こんな学びの機会が始まりました。名古屋から竹村亞希子先生をお招きして全7回で行われる「易経」を学ぶ会です。占いではありません。時と兆しの見方、考え方を学びます。例えば、好調なときに変調の兆しをつかむ。あるいは、好調を維持する心構えを学ぶ。こんな効用がありそうです。なんといっても5千年前の世界最古の本です。7回くらいでは入門の入り口あたりかと思いますが、大きな氣づきと学びを得られるものと期待しています。後日、皆様にもご報告します。
さて年始に私のmixi仲間の日記がキッカケとなり、読書の仕方について考える機会を得ました。世の中には、速読・多読を薦める本が溢れていますが、日記の記事はこの思考に疑問を呈するものでした。これに対する思考は、少数の著作を精読・熟読する方法です。私自身にとっても、ここ数年の迷いを払拭する機会となりました。いろいろ探しまわると、やはり人に大きな影響を与えている人物は、後者つまり熟読派だということです。
例えば、『言志四録』を表し、武士に多大なる影響を与えた佐藤一斎先生は、中年まで多読・濫読を繰り返したが全く無駄だったと告白、後半は熟読玩味、その言葉をいかに活用するかに心を砕いたとあります。私も大好きな田坂広志先生、神渡良平先生なども同様のことをおっしゃっています。これらの偉人たちは、本と向き合い自らを創りあげた人たちです。本と向き合う。あるいは言葉と向き合う。安岡正篤先生は、このことを「知識から見識へ、見識から胆識へ」と仰っています。胆識とは、行動や姿勢にまで落とし込まれた知識のことです。

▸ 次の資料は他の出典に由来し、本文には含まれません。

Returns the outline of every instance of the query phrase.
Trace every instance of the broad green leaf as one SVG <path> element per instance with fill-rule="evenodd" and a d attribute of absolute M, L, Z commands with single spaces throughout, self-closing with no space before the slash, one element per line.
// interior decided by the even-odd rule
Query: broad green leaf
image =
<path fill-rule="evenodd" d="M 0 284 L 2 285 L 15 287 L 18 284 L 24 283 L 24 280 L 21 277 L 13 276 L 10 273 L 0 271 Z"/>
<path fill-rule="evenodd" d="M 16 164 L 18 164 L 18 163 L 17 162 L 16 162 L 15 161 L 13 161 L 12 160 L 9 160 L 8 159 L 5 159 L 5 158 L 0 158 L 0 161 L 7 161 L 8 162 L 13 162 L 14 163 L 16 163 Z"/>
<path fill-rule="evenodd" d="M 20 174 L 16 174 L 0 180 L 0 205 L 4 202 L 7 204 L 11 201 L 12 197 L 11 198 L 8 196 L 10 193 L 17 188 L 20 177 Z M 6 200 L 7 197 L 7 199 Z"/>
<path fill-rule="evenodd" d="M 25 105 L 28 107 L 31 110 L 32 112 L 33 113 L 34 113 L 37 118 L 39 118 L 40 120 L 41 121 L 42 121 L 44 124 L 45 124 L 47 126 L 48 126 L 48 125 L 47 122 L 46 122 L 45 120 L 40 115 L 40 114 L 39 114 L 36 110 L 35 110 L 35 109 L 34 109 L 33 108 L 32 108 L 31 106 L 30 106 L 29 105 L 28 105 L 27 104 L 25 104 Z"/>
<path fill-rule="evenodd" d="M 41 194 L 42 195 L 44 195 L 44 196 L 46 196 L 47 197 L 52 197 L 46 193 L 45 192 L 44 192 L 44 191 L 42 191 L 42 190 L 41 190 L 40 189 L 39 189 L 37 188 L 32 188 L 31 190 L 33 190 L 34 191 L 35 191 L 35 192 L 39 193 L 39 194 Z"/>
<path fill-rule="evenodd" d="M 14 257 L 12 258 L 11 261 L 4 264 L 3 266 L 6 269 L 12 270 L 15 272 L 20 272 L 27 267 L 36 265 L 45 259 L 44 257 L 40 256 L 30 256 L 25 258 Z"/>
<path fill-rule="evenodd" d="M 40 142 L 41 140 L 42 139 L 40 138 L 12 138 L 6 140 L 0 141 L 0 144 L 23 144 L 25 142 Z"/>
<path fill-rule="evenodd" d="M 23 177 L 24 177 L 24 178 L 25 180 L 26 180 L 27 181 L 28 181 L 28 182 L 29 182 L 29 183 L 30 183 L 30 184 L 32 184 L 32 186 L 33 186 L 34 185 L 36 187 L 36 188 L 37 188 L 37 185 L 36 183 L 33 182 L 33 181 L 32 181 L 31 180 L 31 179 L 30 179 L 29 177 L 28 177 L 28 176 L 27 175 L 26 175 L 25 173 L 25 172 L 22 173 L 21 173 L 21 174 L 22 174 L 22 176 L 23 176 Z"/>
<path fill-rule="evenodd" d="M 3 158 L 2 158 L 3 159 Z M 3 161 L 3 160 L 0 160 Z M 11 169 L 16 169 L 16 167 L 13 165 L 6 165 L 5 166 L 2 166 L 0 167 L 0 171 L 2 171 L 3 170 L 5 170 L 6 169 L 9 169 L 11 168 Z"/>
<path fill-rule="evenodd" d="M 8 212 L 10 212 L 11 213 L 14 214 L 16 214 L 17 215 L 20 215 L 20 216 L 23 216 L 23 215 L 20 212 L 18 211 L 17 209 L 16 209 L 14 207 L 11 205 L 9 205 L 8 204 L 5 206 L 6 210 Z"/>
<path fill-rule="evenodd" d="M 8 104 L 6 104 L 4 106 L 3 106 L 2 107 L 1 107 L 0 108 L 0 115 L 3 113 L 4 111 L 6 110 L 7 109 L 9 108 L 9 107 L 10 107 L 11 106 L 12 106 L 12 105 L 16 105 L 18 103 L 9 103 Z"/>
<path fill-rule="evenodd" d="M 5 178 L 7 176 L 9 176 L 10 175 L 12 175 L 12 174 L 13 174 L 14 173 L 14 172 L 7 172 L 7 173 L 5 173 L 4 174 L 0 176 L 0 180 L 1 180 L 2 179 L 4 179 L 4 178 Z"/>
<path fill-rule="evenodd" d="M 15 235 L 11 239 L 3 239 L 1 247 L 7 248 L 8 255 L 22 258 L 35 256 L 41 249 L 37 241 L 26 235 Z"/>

速読は、知識を得るためのものです。精読は、自分を磨くためのものです。使い分けが重要です。私もここ8年くらいドラッカー博士の著書から毎日学び、発信をしています。なかには『経営者の条件』のように36回目を迎える本もあります。毎回、新しい氣づきを得ることが出来ます。精読の威力を実感しています。
安岡先生は、耽読という言葉を使います。繰り返し思考し、実践を試みた言葉をときに振り返りながら著書を読むことを、この上ない贅沢な楽しみという意味で耽読と表現したのだと思います。はじめて触れる言葉ですが、精読・熟読を繰り返すと少しだけそんな境地がわかるような氣になります。
5千年も昔から、人間の考えることにそう大きな違いはないのではないかと思います。私たちが悩んだり、苦労したりすることに関する解決の智慧は、おそらくほとんど過去に語られたことだと思います。ただ私たちは、それに巡り合っていない。そして何より沢山の情報を得ることが意味のあることだと勘違いして通り過ぎてしまっているのではないかと思います。
立ち止まって良書を読む。繰り返し読む。活用する。また本に戻る。ただそれだけです。ほんの少しの投資(本代)と、ほんの少しの時間で偉大な財産を手に入れることが出来ます。新年早々、貴重な氣づきを得ることが出来ました。